Cowry, or cowrie, beads are a prehistoric tradition used to designate wealth, rank, religious connections and as an exchange medium. Cowry beads and fragments are found on all continents. Most are fashioned from the gastropod family Cypraeidae.
Etymologically, the word "bead" comes from a Middle English word, "bede," meaning "prayer." Cowry beads held great religious significance for many cultures. Some cowry creations were worshiped and respected as divinity.
The kings of the Bamum region of Cameroon not only controlled the distribution and use of cowry beads, but also the craftsmen who worked with them. Rulers of the Kuba Kingdom in Zaire commissioned extravagant costumes made of beads and cowry shells, which would eventually become their burial outfits.

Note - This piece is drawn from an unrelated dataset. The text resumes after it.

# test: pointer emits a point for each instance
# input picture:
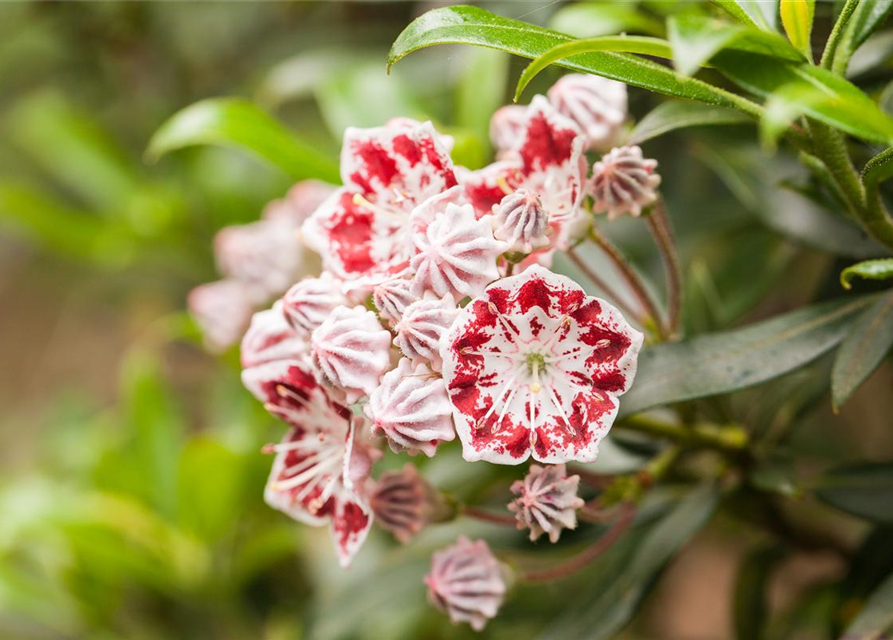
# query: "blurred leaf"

Cowry beads were the first known medium of exchange. As currency, they traveled far from their origins. Tracing these beads as currency helps archeologists study prehistoric trade routes.
Because cowry beads were used by royalty and as monetary exchange, they were considered a sign of wealth and prosperity. A symbolic status symbol for many, elaborate jewelry was made from these shells as displays of abundant prosperity.
In the late stone age, cowry beads were prevalent along coastal areas. The Chinese and Egyptians imported beads from the coasts, and they spread with trade routes. There is cowry evidence in the far flung locales of Cyprus, Japan, China, Egypt and the Pacific Northwest. An abundance of cowry shells is still found around the Indian Ocean.